# EX-POLICE DOG



## ALDABRAMAN (Jul 28, 2011)

This is Chewy, my retired patrol/EOD dog. Looks like he has adjusted to retirement real well, lol.


----------



## dmmj (Jul 28, 2011)

Well personally I think that a police dog deserves a well rested retirement after all that those dogs do.


----------



## Neal (Jul 28, 2011)

Hahaha...good pictures Aldabro man.


----------



## african cake queen (Jul 28, 2011)

HI, I LOVE YOUR DOG, HES GREAT! LINDY


----------



## Laura (Jul 28, 2011)

Lucky dog.. we had to retire one of our k9's due to a bad health issue. like MS for people... another is almost 9 and is hainvg some issues, so probably going to retire him soon too...


----------



## jaizei (Jul 28, 2011)

He looks good.


----------



## dmarcus (Jul 28, 2011)

I say he has adjusted very well...


----------



## TortieLuver (Jul 28, 2011)

AHHHH cute picture. He is lovin' retirement LOL. My son has that same camo bedding.


----------



## Turtle Guru (Jul 28, 2011)

nice lol i would love to have a German Shepard


----------



## ascott (Jul 28, 2011)

Oh, he looks so sad and unhappy, hardly bearable, the poor thing can't even get out of bed in the mornings.....LOL


----------



## Kristina (Jul 28, 2011)

That is the life!!!

Was he your partner?


----------



## ALDABRAMAN (Jul 28, 2011)

Kristina said:


> That is the life!!!
> 
> Was he your partner?



 Yes, for the last three years of my career. From 2007 to 2010.


----------



## wrmitchell22 (Jul 28, 2011)

Well adjusted may be an understatement  So glad he can soak up the good life


----------



## Kristina (Jul 29, 2011)

ALDABRAMAN said:


> Kristina said:
> 
> 
> > That is the life!!!
> ...



He looks very fluffy and cuddly now, but I bet he can look not so nice when he wants too  Is he Alt Deutsche Schaferhund?


----------



## CJSTorts (Jul 29, 2011)

He is so well trained he is ready for any situation. . .even retirement lol


----------



## jeffbens0n (Jul 29, 2011)

What does EOD stand for Greg?


----------



## zoogrl (Jul 30, 2011)

I hope my retirement looks so cushy!lol He deserves it & so do you


----------



## Tom (Jul 30, 2011)

You'll never see a happier, more well adjusted dog than a true working dog. I'm sure he'll have a very happy retirement with you Greg. My Bullet dog is nearly 10 and he is just not ready to retire yet. He still wants to work. I just keep the intensity and frequency a little lower than I used to for him.

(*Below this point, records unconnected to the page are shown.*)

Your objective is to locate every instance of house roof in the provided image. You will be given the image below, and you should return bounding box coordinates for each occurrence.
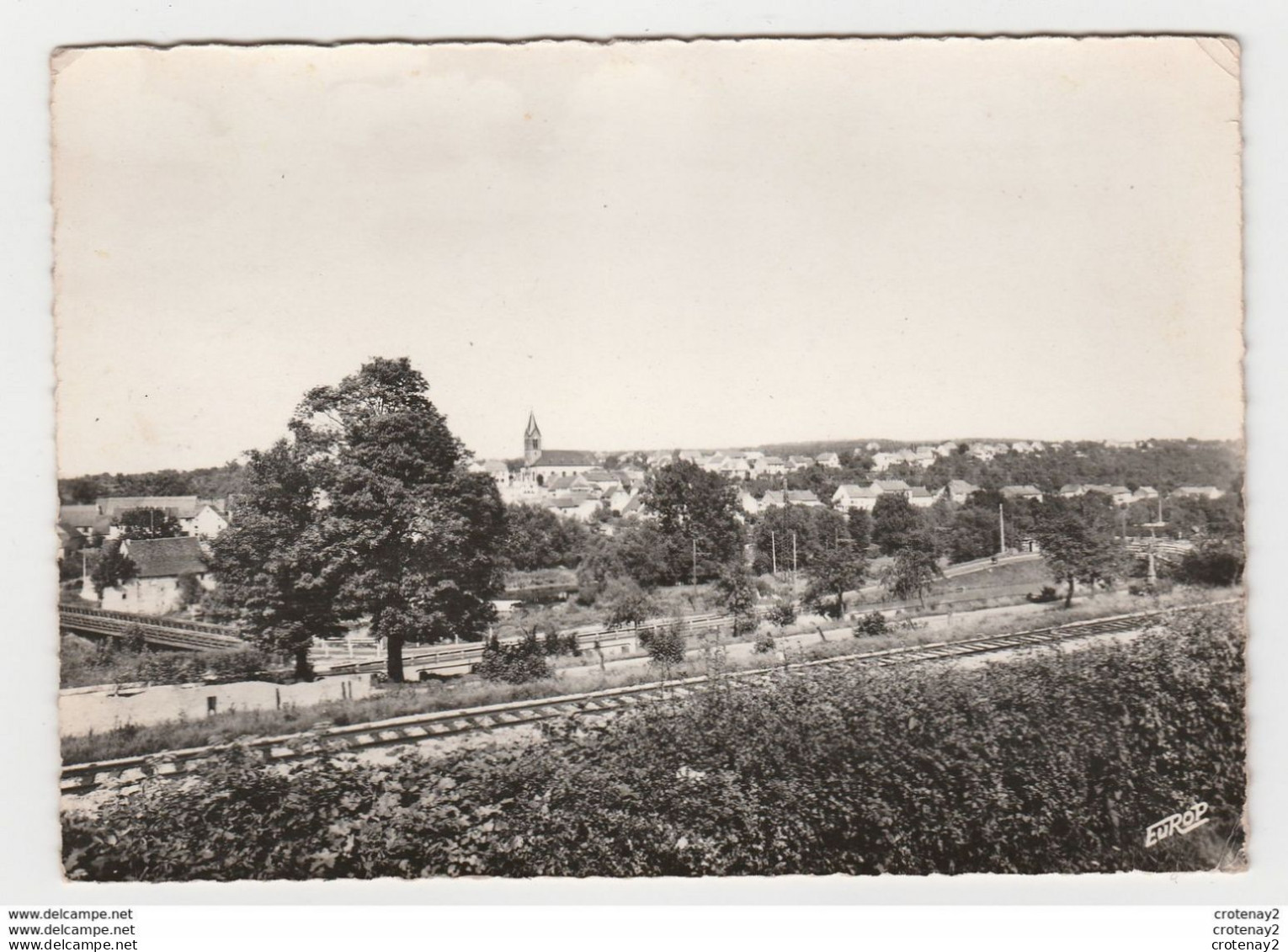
[532,449,599,469]
[1002,486,1042,496]
[58,505,112,536]
[121,536,206,578]
[546,496,586,509]
[832,483,881,498]
[97,496,201,519]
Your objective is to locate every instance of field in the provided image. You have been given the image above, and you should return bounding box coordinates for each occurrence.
[63,607,1246,880]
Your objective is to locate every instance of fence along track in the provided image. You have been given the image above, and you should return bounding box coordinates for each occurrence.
[61,599,1239,794]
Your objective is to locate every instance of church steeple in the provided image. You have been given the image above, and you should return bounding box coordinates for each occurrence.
[523,410,541,466]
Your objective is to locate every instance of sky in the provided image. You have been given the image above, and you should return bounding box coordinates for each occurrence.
[53,37,1243,476]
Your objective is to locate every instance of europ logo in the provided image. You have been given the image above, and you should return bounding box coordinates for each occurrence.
[1145,801,1208,847]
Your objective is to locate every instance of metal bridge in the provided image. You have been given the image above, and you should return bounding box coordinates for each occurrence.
[58,605,246,651]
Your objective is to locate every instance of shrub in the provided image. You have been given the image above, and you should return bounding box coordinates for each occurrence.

I love the last pic. Like he's saying, "Awe, come on, no more pictures..."


----------



## ALDABRAMAN (Jul 30, 2011)

jeffbens0n said:


> What does EOD stand for Greg?



Esxplosive Odor Detection.





Tom said:


> You'll never see a happier, more well adjusted dog than a true working dog. I'm sure he'll have a very happy retirement with you Greg. My Bullet dog is nearly 10 and he is just not ready to retire yet. He still wants to work. I just keep the intensity and frequency a little lower than I used to for him.
> 
> I love the last pic. Like he's saying, "Awe, come on, no more pictures..."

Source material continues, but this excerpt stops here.